Short-Term Savings
Does your money go to work for you everyday, or does it stay at home and relax while you are at work??? If your money is sitting in a savings or checking account at a bank, it is earning less than 1% per year in interest. It’s fine to keep money for your daily expenses and monthly bills in a checking account, but money for mid-term savings, long-term savings and emergency funds should earn more than 1%. At the bare minimum, savings and emergency funds should be invested in a money market account. For a list of the best money market accounts, click here.
Mid-Term Savings
If you are saving to buy a car or a down payment for a house, you don’t want to risk losing your principal. For mid-term savings, it may take 2 – 5 years to save for a car or down payment. Since you cannot afford to lose principal, and would like a return larger than 1% annually, certificates of deposit (CD) might suffice. For example, a 1-year CD at Ally Bank pays 1.65% per year. A 2-year CD at SECU Credit Union pays 1.85% per year. A 3-year CD at Goldman Sachs Bank USA pays 2.00% per year. Rates are starting to gradually increase, so be careful about committing to too long a term. For the best CD rates in the USA, click here. Compare a 1.65% CD to a .5% savings or checking account … you have literally tripled your return! Make your money go to work for you!
Long-Term Savings
Saving for long term goals like college tuition or retirement allows you to take more risks because you are saving for a goal that is more than 10 years away.

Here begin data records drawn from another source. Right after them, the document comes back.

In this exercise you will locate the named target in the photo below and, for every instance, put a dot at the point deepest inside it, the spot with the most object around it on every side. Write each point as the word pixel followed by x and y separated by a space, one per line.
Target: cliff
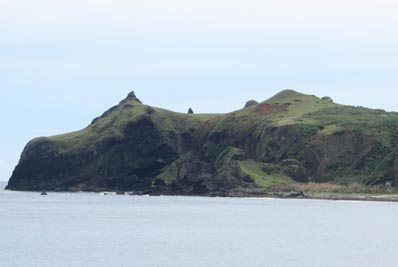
pixel 290 138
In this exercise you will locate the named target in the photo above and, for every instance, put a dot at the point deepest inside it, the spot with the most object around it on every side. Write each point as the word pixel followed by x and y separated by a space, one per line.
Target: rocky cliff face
pixel 289 138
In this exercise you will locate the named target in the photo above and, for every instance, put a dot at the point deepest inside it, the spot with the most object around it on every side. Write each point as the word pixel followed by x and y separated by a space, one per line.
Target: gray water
pixel 84 229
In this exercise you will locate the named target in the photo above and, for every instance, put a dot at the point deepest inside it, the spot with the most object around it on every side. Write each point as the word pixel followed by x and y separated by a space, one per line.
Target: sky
pixel 62 63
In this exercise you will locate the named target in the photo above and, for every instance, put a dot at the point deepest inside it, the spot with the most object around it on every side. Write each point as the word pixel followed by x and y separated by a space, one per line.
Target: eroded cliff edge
pixel 290 138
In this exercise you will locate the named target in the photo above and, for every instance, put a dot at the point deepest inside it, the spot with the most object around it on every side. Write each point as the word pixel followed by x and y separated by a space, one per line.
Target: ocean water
pixel 83 229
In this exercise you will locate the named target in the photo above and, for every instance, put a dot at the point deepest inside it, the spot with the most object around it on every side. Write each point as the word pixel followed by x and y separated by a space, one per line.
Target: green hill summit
pixel 291 138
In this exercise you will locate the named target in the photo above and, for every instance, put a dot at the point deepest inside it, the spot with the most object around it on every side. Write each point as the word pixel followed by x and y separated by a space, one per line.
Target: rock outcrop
pixel 290 138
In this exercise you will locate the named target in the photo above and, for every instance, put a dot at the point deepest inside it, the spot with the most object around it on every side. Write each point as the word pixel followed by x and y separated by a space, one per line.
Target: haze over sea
pixel 88 229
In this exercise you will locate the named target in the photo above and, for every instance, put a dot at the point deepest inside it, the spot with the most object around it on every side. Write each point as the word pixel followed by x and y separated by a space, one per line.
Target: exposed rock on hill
pixel 290 138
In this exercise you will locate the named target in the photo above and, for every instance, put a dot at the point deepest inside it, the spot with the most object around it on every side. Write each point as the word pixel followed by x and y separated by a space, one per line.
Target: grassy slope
pixel 306 110
pixel 262 179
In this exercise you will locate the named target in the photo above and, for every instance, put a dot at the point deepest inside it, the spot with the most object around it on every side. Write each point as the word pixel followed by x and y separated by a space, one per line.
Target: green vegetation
pixel 298 105
pixel 262 179
pixel 331 143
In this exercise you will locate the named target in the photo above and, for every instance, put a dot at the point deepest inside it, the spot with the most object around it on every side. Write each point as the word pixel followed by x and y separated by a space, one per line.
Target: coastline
pixel 338 197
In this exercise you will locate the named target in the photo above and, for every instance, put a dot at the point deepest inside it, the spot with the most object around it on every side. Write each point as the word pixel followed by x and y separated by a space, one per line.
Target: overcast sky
pixel 64 62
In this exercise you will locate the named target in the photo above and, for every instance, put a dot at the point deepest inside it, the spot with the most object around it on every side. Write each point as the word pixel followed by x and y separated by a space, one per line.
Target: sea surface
pixel 88 229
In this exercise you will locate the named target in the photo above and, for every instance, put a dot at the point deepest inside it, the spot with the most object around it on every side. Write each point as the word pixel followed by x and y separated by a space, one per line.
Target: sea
pixel 90 229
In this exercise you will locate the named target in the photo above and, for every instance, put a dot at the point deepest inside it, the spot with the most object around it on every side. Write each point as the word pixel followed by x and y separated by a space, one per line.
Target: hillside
pixel 288 139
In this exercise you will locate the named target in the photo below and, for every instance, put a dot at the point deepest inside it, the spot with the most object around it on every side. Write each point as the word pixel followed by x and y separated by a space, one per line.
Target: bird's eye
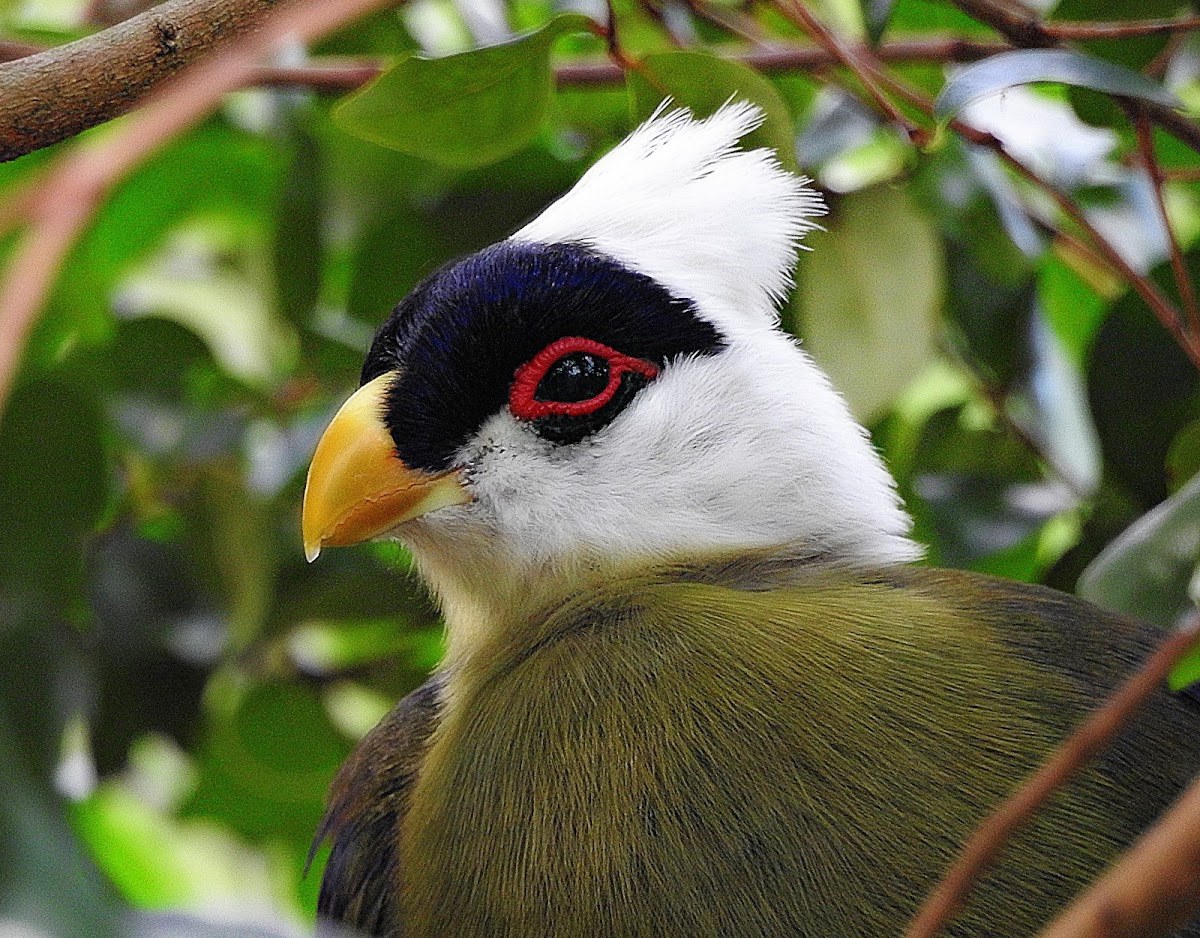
pixel 576 385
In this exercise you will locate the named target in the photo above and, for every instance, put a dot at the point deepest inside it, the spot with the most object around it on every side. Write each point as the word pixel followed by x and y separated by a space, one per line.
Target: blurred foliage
pixel 178 686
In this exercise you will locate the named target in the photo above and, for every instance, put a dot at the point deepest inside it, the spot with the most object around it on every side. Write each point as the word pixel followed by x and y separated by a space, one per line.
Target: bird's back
pixel 723 756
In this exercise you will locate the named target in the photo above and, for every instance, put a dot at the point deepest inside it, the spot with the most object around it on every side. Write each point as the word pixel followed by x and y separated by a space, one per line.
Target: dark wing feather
pixel 367 803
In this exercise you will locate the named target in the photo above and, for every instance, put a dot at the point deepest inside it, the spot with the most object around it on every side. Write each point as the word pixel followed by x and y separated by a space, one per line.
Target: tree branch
pixel 1021 26
pixel 59 92
pixel 1128 29
pixel 1163 308
pixel 1150 891
pixel 346 74
pixel 1081 747
pixel 1179 266
pixel 853 60
pixel 61 203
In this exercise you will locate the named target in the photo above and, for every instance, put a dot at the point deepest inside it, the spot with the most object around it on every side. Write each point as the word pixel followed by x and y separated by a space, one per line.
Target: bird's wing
pixel 366 804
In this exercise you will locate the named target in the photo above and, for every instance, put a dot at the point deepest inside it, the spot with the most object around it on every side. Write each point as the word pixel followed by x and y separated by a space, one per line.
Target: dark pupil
pixel 577 377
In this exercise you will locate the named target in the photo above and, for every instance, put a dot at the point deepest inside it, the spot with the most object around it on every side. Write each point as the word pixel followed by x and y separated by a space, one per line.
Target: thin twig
pixel 65 90
pixel 1179 268
pixel 1181 174
pixel 731 20
pixel 1090 739
pixel 798 12
pixel 1152 890
pixel 1021 26
pixel 64 203
pixel 346 74
pixel 1074 31
pixel 1163 308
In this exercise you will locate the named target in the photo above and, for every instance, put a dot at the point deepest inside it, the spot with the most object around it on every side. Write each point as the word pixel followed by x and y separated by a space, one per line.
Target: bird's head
pixel 607 390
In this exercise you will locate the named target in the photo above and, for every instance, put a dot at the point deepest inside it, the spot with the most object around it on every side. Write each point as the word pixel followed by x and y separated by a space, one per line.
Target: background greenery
pixel 178 686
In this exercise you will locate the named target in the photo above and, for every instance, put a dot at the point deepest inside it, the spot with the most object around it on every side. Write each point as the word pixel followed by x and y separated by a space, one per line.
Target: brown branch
pixel 59 92
pixel 1128 29
pixel 1021 26
pixel 1163 308
pixel 798 12
pixel 1081 747
pixel 731 20
pixel 11 49
pixel 346 74
pixel 1152 890
pixel 1179 269
pixel 1182 174
pixel 63 203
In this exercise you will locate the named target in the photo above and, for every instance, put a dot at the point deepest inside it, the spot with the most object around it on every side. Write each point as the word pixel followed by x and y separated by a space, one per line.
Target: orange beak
pixel 358 487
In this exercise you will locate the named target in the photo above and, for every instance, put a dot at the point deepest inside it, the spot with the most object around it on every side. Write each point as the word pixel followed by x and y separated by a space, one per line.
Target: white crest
pixel 678 202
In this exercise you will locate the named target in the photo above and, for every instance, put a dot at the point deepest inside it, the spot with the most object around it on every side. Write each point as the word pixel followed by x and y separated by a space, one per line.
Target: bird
pixel 696 680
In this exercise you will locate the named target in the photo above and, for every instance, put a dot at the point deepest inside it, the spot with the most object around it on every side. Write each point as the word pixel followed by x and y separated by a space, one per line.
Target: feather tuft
pixel 681 203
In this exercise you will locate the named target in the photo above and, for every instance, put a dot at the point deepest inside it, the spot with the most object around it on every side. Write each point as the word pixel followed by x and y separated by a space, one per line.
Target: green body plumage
pixel 772 749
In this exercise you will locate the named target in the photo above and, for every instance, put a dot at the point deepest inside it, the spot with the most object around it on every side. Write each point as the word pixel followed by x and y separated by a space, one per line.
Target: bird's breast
pixel 694 759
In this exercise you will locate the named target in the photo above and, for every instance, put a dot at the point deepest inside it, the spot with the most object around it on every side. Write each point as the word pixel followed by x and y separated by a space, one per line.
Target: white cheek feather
pixel 745 448
pixel 750 448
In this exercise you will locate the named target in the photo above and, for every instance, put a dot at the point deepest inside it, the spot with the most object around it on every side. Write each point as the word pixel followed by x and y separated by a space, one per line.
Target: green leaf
pixel 463 110
pixel 876 14
pixel 870 296
pixel 1025 66
pixel 53 485
pixel 1149 569
pixel 702 83
pixel 298 246
pixel 1183 456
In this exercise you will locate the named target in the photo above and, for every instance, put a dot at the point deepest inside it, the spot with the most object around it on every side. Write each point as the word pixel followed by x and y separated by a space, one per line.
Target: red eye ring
pixel 525 383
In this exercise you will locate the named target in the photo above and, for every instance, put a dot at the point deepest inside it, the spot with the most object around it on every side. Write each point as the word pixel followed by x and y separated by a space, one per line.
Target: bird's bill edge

Since you have time to weather the ups and downs of the market, you can invest in stocks, bonds and/or mutual funds. An excellent resource to find mutual funds in synch with your goals, visit Morningstar. For the 10 best mutual funds for retirement, click here. Over the long-term, stocks return approximately 10% per year. When evaluating mutual funds, use stocks’ historical returns as a measuring stick. The mutual fund prospectus will show performance statistics. In my opinion, mutual funds are the best investment for long-term goals such as college tuition and retirement. If you are disciplined and use dollar cost averaging to invest every month in a good mutual fund, your money will go to work for you while you relax at home in retirement!
The opinions expressed herein are solely those of the Author/WebMaster. Before taking any action, please consult your real estate, financial, and legal advisors.